Of course, such no-cost programs would have meaningful benefits for working parents as well. With the extortionate price tag for childcare ever increasing, the movement for universal childcare has rightly gained traction nationally in the past decade. But no such programs have been implemented on a broad scale, and poor and working parents remain staggeringly overburdened. The annual three-month period between academic years demands an enriching, affordable childcare solution of its own.
Notes on Camps
Due to its evident potential and actual community benefits, it’s unsurprising that there is a rich history of summer camps founded by leftist and especially Jewish political organizations and unions in the twentieth century. Many such summer camps and colonies were located outside of New York City, offering a chance to both educate the next generation of leftists and provide opportunities for recreation and socialization.

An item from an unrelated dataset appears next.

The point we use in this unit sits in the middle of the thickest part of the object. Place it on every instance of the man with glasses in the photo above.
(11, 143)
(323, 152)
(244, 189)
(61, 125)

For example, on opposite ends of Sylvan Lake in Duchess County, New York, were children’s camps Kinder Ring, run by the Workers Circle, and Kinderland, run by the International Workers Order. In Westchester County, leftist summer camps were founded by rank-and-file workers who pooled their resources as individuals. This kind of high-minded but ultimately simple utopian social experiment is a perfect encapsulation of the ethos of summer camp that has remained for almost a century.
In a famous 1998 episode of This American Life entitled “Notes on Camp,” host Ira Glass identifies what he calls the “cult-like, mystical connection some people feel with their summer camps.” The episode takes a nosedive in the fifth segment, called “How the Israeli Army is Just Like Summer Camp” (yikes!), but Glass’s observation about that “mystical” connection to camp is correct.
He’s describing the magical world of camp. Every child deserves access to that magical world. Every child deserves to feel the thrill of being part of something bigger than themselves, especially at a young and formative age.
When we think of “human rights,” we think of essential needs like water, food, health care, and housing. But we have a right to the nonessential, too. An indispensable part of childhood and adolescence is play, silliness, and frivolity, and that’s just as valuable. The modern world is hard enough on kids — we should at least let them tip over a canoe once in a while.